Mutational bias between the two cohorts could be caused by the difference in genetic background, endemic diseases, or special environmental factors. The Chinese population was more affected by liver fluke and hepatic-B virus while the Western population was by primary sclerosing cholangitis and chemical compounds [32,33,34]. Patients with IDH1 mutation were prone to be fluke-negative [35]. But in Western countries, it was still unknown about the risk factor for approximately 50% of patients [36]. Thus the risk factor of highly mutated IDH1 still needs further investigation.
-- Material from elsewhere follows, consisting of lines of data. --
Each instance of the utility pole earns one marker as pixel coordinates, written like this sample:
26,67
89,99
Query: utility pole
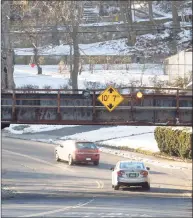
7,54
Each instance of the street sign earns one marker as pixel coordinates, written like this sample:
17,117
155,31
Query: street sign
110,98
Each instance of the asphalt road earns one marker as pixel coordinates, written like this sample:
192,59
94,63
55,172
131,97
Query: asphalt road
45,188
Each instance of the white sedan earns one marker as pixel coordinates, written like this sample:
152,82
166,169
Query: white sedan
130,173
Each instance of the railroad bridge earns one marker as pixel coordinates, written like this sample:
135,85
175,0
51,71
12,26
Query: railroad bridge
81,107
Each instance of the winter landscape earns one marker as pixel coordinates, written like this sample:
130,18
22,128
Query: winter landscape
88,45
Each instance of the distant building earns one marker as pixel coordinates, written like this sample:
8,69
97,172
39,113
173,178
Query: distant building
179,65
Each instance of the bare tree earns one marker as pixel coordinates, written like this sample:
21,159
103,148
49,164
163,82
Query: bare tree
69,14
126,11
7,54
150,9
176,21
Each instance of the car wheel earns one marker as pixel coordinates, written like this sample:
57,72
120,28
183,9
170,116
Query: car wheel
70,160
116,187
96,163
57,157
146,186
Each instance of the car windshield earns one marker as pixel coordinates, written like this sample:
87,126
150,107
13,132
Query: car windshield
85,145
129,165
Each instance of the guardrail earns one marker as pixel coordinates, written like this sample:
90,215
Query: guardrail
166,106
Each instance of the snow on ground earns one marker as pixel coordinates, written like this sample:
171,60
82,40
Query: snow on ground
25,75
129,136
21,129
111,47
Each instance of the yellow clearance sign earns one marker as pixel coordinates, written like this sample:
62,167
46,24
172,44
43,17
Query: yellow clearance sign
110,98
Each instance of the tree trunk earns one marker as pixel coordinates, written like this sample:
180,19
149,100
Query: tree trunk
71,62
36,60
76,59
176,21
176,25
55,39
7,66
150,9
126,11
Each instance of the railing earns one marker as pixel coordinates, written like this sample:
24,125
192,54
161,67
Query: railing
171,106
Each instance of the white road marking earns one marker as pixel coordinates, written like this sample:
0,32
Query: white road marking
39,160
58,210
100,184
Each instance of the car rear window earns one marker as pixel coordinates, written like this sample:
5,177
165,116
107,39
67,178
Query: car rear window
85,145
128,165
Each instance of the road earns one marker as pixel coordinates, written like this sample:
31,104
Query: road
46,188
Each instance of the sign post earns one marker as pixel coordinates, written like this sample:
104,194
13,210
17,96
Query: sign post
110,98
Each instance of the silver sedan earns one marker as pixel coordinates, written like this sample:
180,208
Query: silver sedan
130,173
Similarly, KRAS mutations were only found associated with negative HBV without any confirmed risk factor [3]. Another highly mutated gene in the Chinese cohort, TP53, was found associated with liver fluke [35] and hepatic-B virus [3]. In summary, the known risk factors only accounted for a small part of the cases. More efforts are needed to resolve the puzzle.

This study also has its limitations. For example, TMB was calculated from different gene panels for the ORI and MSK cohort, which could weaken the results of the TMB comparison. But according to a more strict comparison, the conclusion still held between the Chinese and Western populations [26]. Besides, because iCCA has a low incidence and patients with it have a short survival time, we failed to enroll more patients to improve the statistical power. Supplemental Table 3 lists the power analysis result of the top 10 mutated genes in the comparison between the two cohorts. To avoid this limitation, we did not directly compare the proportion of each gene between the two cohorts but instead identify the driver genes with MutSigCV [13] and compared them. MutSigCV used patient-specific mutation frequencies and gene-specific background mutation rates, which can largely improve statistical power.

Conclusions

In summary, this study compared the driver genes, actionability, and TMB in iCCA patients between the Chinese and Western populations. Shared and distinct driver genes were identified. KRAS and IDH1 mutations account for about 20% ~ 30% of actionable targets with a significant bias in the two populations. The drugs targeting KRAS downstream pathway need urgent improvement. Half of the driver genes are still not actionable. The two populations did not show a significant TMB difference.